フランス国立中央理科学校リヨン校 トライボロジー研究所(フランス リヨン)
2013年1月29日~2013年2月10日(13日間)

今回、派遣プログラムによってフランス国立中央理科学校リヨン校トライボロジー研究所(LTDS, ECL)に約2週間滞在し、現地の方と協力して実験を行いました。私たちの研究グループは、炭素系の薄膜材料を扱った研究をしており、私はその中でCVD法による多結晶ダイヤモンド膜の成膜、およびその摩擦特性の評価を行っています。ダイヤモンド膜は、高硬度かつ耐摩耗性を持ち、研磨することで低摩擦性を示します。また、半鏡面まで研磨されたダイヤモンド膜は、その表面形状によって高速摺動時に容易に流体潤滑に移行する超低摩擦現象が発現することが知られています。以上のことから、ダイヤモンド膜は摺動部への硬質膜潤滑剤としての応用が期待されています。

今回の派遣では、LTDSのMichel Belin 氏が開発した振動摩擦試験機を用いて、研磨ダイヤモンド膜における局所摩擦低減効果に関する実験を行いました。前述の通り、平滑なダイヤモンド膜は摺動速度に依存して連続的に潤滑状態が推移する無潤滑摩擦現象が発現しますが、本実験では回転や直線の摺動ではなく、高速あるいは微小振動(摺動)と平滑なダイヤモンドを組み合わせることによって、局所的な摩擦低減効果を生み出す機構の可能性の検証、および超低摩擦現象の原理究明を行いました。
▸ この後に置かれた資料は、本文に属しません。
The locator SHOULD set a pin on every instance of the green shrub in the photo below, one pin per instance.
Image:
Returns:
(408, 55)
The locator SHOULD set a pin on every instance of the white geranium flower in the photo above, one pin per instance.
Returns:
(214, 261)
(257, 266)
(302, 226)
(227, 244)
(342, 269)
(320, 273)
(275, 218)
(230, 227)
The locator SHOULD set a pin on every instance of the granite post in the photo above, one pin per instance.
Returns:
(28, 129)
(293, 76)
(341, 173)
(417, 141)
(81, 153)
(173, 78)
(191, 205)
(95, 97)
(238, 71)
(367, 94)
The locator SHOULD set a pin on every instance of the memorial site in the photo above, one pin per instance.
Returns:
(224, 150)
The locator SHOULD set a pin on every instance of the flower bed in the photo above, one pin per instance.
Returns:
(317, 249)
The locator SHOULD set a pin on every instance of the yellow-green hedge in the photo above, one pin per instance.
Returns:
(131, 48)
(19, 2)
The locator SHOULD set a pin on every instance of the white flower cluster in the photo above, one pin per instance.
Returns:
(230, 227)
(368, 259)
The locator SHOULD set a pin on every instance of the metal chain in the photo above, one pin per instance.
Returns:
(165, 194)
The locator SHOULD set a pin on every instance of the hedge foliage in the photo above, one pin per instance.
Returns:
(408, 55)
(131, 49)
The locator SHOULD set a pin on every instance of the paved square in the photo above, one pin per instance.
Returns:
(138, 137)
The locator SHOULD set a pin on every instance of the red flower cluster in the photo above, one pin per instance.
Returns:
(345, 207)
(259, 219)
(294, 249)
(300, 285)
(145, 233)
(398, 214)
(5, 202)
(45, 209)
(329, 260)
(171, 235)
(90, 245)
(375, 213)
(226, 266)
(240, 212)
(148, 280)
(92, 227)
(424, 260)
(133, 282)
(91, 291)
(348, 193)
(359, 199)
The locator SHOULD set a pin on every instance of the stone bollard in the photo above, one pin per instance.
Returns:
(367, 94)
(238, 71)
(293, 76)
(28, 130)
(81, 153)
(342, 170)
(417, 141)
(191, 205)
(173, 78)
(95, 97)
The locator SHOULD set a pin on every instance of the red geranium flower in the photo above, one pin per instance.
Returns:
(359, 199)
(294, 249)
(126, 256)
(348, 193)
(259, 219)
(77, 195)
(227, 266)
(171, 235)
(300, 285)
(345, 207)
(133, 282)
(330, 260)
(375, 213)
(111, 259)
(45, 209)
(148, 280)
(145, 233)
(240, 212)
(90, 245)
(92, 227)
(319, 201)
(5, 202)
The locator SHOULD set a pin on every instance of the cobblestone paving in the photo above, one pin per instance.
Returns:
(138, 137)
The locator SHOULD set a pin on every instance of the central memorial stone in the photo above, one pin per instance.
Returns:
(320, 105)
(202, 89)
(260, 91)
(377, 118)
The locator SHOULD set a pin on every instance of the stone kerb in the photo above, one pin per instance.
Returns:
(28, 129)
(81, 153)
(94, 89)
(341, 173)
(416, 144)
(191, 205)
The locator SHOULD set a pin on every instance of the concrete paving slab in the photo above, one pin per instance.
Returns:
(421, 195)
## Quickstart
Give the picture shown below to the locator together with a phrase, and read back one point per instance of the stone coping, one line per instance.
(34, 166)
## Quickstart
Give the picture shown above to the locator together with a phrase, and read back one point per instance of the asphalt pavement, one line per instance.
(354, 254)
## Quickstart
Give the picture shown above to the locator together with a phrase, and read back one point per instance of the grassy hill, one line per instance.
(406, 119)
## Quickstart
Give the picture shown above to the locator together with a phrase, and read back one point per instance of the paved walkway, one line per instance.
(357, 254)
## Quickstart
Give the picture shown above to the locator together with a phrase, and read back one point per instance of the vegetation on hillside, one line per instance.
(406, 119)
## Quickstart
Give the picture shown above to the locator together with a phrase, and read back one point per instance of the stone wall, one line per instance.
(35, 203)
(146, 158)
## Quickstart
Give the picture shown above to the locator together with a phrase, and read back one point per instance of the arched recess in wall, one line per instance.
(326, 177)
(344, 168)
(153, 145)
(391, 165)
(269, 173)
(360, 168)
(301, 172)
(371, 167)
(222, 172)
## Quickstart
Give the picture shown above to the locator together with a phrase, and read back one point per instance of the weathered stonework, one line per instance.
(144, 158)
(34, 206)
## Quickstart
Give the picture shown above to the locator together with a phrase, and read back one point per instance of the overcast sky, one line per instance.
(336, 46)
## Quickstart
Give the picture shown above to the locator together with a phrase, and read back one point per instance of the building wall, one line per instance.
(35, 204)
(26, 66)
実験を通したMichel氏の指導により局所的な摩擦現象について多くの知見を得ることができ、平滑ダイヤモンド膜の潤滑状態遷移についての議論は今後の研究の参考となるものとなりました。また、海外の方々とのより深い研究に関する議論のために、さらに英語力の発展が必要であるということを痛感する事ができました。